Sono passati quasi quindici anni da quel giorno, dal giorno in cui mi hai tradita. Sono passati quasi quindici anni dal giorno in cui mi hanno rinchiusa tra quattro mura bianche senza nemmeno la consolazione di un crocifisso. O di un prete. Ma il cappellano dell’ospedale si era rifiutato di venire da me dopo i primi colloqui, secondo lui non ero malata.

Ed aveva ragione, io non sono mai stata malata, eri tu, bastardo, che continuavi a perseguitarmi anche lì, anche senza l’utilizzo di televisori, radio e giornali che mi erano preclusi: ma io vedevo tuoi segni ovunque, tu eri ovunque, proprio come diceva la Bibbia.

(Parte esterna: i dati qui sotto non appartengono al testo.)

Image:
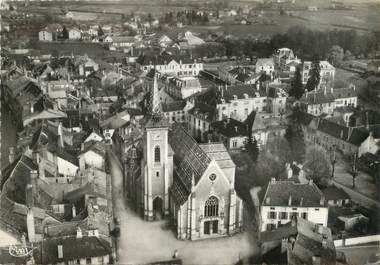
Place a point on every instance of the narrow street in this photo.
(365, 191)
(142, 242)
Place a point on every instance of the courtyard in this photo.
(143, 242)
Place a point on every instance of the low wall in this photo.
(356, 240)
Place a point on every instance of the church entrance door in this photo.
(210, 227)
(157, 208)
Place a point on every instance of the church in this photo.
(168, 174)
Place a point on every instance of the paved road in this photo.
(358, 255)
(144, 242)
(118, 202)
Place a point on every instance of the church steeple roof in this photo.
(157, 118)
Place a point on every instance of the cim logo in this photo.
(20, 251)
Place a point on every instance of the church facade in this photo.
(170, 175)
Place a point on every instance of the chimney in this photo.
(324, 242)
(79, 232)
(30, 225)
(60, 135)
(74, 211)
(316, 260)
(60, 251)
(367, 121)
(29, 196)
(322, 201)
(33, 180)
(23, 240)
(96, 233)
(294, 221)
(11, 156)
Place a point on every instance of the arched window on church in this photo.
(212, 207)
(157, 154)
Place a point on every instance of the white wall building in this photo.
(285, 199)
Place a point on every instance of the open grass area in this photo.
(68, 48)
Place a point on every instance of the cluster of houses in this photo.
(173, 124)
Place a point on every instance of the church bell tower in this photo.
(155, 184)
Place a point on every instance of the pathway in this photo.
(142, 242)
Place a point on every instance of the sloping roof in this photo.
(204, 111)
(301, 117)
(97, 147)
(334, 193)
(219, 153)
(312, 98)
(353, 136)
(284, 231)
(302, 195)
(14, 184)
(152, 59)
(230, 128)
(73, 249)
(190, 158)
(173, 106)
(228, 93)
(116, 121)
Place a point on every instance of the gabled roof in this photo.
(301, 117)
(334, 193)
(173, 106)
(230, 128)
(73, 248)
(97, 147)
(17, 177)
(191, 161)
(204, 111)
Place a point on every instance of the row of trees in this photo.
(270, 161)
(336, 45)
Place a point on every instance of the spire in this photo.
(155, 97)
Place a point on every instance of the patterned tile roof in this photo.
(190, 160)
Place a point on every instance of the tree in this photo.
(336, 55)
(65, 33)
(315, 76)
(295, 138)
(100, 31)
(296, 89)
(317, 165)
(348, 56)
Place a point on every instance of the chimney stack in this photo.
(74, 211)
(30, 225)
(60, 251)
(79, 232)
(60, 135)
(11, 156)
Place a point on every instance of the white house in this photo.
(92, 155)
(284, 200)
(171, 65)
(327, 72)
(265, 65)
(75, 34)
(45, 35)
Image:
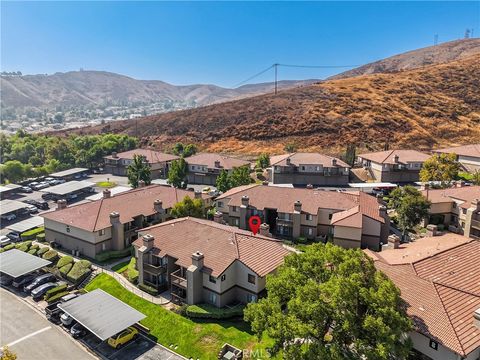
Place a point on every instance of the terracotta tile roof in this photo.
(151, 155)
(472, 150)
(466, 194)
(220, 244)
(298, 159)
(387, 157)
(208, 159)
(442, 292)
(95, 215)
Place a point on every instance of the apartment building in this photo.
(458, 208)
(397, 166)
(438, 279)
(350, 219)
(204, 168)
(112, 222)
(467, 155)
(308, 168)
(117, 163)
(202, 261)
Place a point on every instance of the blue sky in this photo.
(220, 42)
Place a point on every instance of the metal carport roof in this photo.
(101, 313)
(24, 225)
(17, 263)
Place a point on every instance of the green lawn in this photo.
(195, 339)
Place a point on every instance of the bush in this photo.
(207, 311)
(42, 251)
(113, 254)
(55, 291)
(65, 269)
(80, 270)
(32, 234)
(57, 296)
(148, 289)
(50, 255)
(64, 260)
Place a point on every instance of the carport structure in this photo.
(16, 263)
(101, 313)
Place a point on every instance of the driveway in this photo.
(32, 337)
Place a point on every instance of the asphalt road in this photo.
(31, 336)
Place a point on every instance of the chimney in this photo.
(158, 206)
(148, 241)
(197, 259)
(265, 230)
(476, 318)
(394, 241)
(61, 204)
(297, 206)
(218, 217)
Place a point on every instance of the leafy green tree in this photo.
(331, 303)
(263, 161)
(188, 207)
(138, 170)
(410, 205)
(177, 173)
(440, 167)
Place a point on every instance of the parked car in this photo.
(66, 320)
(9, 217)
(39, 280)
(41, 290)
(14, 236)
(4, 241)
(78, 331)
(123, 337)
(24, 280)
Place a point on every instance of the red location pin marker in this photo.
(254, 223)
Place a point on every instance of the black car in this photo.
(39, 280)
(24, 280)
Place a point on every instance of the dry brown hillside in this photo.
(422, 108)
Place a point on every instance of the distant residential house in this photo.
(204, 168)
(117, 163)
(457, 208)
(397, 166)
(308, 168)
(467, 155)
(201, 261)
(112, 222)
(438, 278)
(350, 219)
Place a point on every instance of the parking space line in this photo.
(29, 336)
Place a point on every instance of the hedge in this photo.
(206, 311)
(55, 291)
(50, 255)
(32, 234)
(80, 271)
(57, 296)
(113, 254)
(65, 269)
(42, 251)
(64, 260)
(148, 289)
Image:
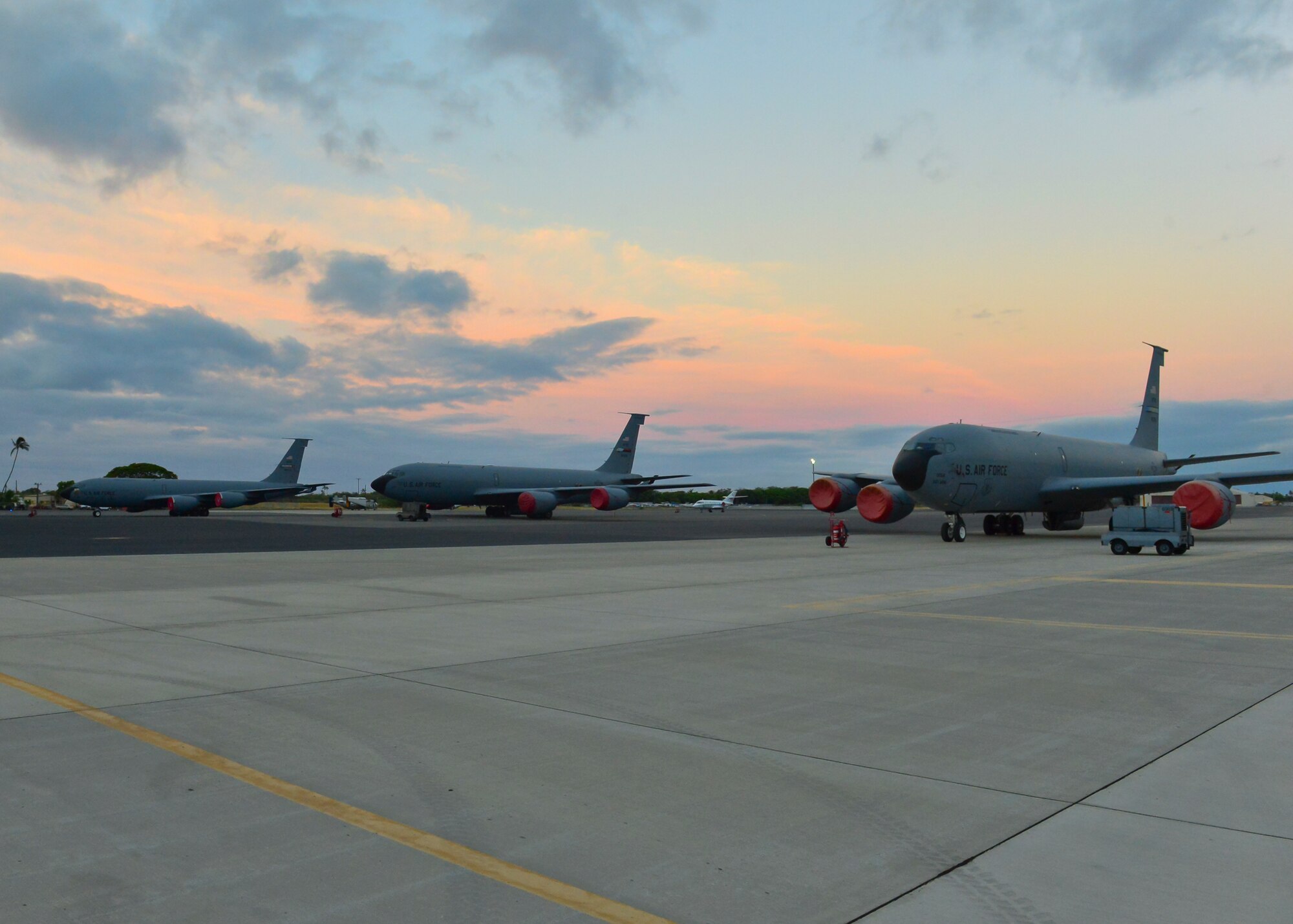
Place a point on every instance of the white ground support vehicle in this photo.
(1163, 526)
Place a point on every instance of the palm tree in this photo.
(21, 443)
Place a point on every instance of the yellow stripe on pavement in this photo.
(1180, 584)
(1107, 627)
(475, 861)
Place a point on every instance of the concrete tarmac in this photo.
(76, 532)
(732, 730)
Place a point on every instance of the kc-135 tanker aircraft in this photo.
(192, 497)
(535, 492)
(964, 469)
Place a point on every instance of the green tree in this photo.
(140, 470)
(20, 444)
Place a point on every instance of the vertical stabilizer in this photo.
(1148, 430)
(621, 460)
(289, 470)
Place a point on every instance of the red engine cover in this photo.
(832, 496)
(1210, 504)
(875, 504)
(884, 502)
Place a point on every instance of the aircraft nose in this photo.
(912, 465)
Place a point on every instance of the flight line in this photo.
(957, 469)
(575, 708)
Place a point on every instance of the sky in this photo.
(475, 231)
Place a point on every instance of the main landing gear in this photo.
(955, 530)
(1005, 524)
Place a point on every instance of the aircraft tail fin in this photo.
(1148, 430)
(621, 460)
(289, 470)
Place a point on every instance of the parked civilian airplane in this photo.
(192, 497)
(963, 469)
(721, 505)
(535, 492)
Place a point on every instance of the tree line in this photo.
(774, 495)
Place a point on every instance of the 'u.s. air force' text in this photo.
(967, 470)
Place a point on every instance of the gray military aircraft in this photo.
(963, 469)
(192, 497)
(535, 492)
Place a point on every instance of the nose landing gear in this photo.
(1005, 524)
(955, 530)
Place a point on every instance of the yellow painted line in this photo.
(1107, 627)
(451, 852)
(1181, 584)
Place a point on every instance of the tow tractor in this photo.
(1163, 526)
(412, 510)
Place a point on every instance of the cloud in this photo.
(576, 351)
(367, 284)
(879, 148)
(240, 34)
(597, 51)
(1133, 48)
(276, 266)
(54, 338)
(76, 86)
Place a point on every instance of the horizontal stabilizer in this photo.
(1206, 460)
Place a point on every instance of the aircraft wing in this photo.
(250, 492)
(862, 478)
(1127, 486)
(504, 493)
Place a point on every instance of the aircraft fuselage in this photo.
(134, 493)
(444, 484)
(968, 469)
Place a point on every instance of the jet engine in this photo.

Lo dissi al cappellano e lui non volle più venire da me, disse – appunto – che non ero malata, ero un’indemoniata.

Stupido prete.

Lui non capiva, esattamente come non capiva nessuno, Eddie.

Nemmeno tu hai capito, probabilmente, perché continui a comportarti come un uomo quando sappiamo benissimo che non sei solo questo. Questo mondo ti sta corrompendo, ti sei circondato di peccatori senza morale, mio Dio, drogati, punk, omosessuali…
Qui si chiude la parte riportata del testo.